Hi, I’m a new learner, trying to learn/practice data ingestion in Julia. I was wondering if anyone could review this pipeline I created to see if there’s a more efficient way to do it. I ultimately want a JuliaDB table, but in-between it gets passed from HTTP-get response to JSON string to Dict to DataFrame to Table.
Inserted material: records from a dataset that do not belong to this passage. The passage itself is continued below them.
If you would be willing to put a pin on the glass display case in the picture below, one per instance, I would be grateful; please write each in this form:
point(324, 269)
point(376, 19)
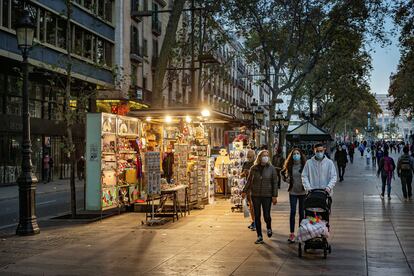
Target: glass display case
point(112, 161)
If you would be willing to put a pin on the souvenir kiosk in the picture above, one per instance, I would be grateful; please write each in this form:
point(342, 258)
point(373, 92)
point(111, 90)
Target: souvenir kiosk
point(113, 161)
point(182, 137)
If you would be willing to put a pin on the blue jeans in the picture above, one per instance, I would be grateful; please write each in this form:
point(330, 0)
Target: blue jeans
point(260, 202)
point(293, 202)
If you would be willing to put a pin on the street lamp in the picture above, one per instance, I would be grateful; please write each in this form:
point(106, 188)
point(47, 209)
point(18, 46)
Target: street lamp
point(255, 112)
point(27, 180)
point(281, 122)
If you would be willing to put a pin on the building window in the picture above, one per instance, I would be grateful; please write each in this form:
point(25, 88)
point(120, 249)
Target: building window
point(145, 48)
point(50, 28)
point(100, 52)
point(155, 48)
point(134, 40)
point(144, 82)
point(134, 72)
point(77, 35)
point(5, 11)
point(134, 5)
point(61, 33)
point(88, 46)
point(108, 53)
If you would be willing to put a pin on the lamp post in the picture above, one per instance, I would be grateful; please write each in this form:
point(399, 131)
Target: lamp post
point(255, 112)
point(27, 180)
point(281, 122)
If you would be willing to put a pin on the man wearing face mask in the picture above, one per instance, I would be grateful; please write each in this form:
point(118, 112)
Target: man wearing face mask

https://github.com/andtheWings/IndyCrash/blob/master/IndyCrashJl.ipynb

1 Like

It seems like it would be better to construct the data column-by-column rather than row-by-row, as recommended in Getting Started · DataFrames.jl

Perhaps you could do something like this:

julia> records = data["result"]["records"];

julia> df = DataFrame()
0×0 DataFrame


julia> for field in keys(first(records))
         df[!, Symbol(field)] = [r[field] for r in records]
       end

julia> df
275×109 DataFrame. Omitted printing of 91 columns
│ Row │ TRAVDIRCDE │ OCCUPSNMB │ CONSTRUCTIND │ RESULTDRUGIND │ EJECTTRAPDESCR         │ GENDERCDE │ COUNTY_STATE │ CITYDESCR                     │ INJNATURECDE │ VEHMAKETXT │ INDEXING_NUMBER │ PROPDAMAGECDE │ WEATHERDESCR │ TOWEDIND │ DEERNMB │ INJSTATUSDESCR     │ INJLOCCDESCR        │ MANNERCOLLDESCR              │
│     │ String     │ Nothing   │ String       │ String        │ String                 │ String    │ String       │ String                        │ String       │ String     │ String          │ Union…        │ String       │ String   │ String  │ String             │ String              │ String                       │
├─────┼────────────┼───────────┼──────────────┼───────────────┼────────────────────────┼───────────┼──────────────┼───────────────────────────────┼──────────────┼────────────┼─────────────────┼───────────────┼──────────────┼──────────┼─────────┼────────────────────┼─────────────────────┼──────────────────────────────┤
│ 1   │ W          │           │ N            │               │                        │ M         │ 49           │ Indianapolis                  │ 12           │            │ 903036115001    │               │ Clear        │          │ 0       │ Incapacitating     │ Knee/Lower Leg/Foot │ Other (Explain in Narrative) │
...
1 Like

Thanks! I had to build up the loop piece by piece to understand what it was doing, hence the delayed response. Works like a charm!

Next, I’m going to try and do the same steps while iterating over a series of 10 datasets to pull from the API and make a JuliaDB table that consolidates all of them.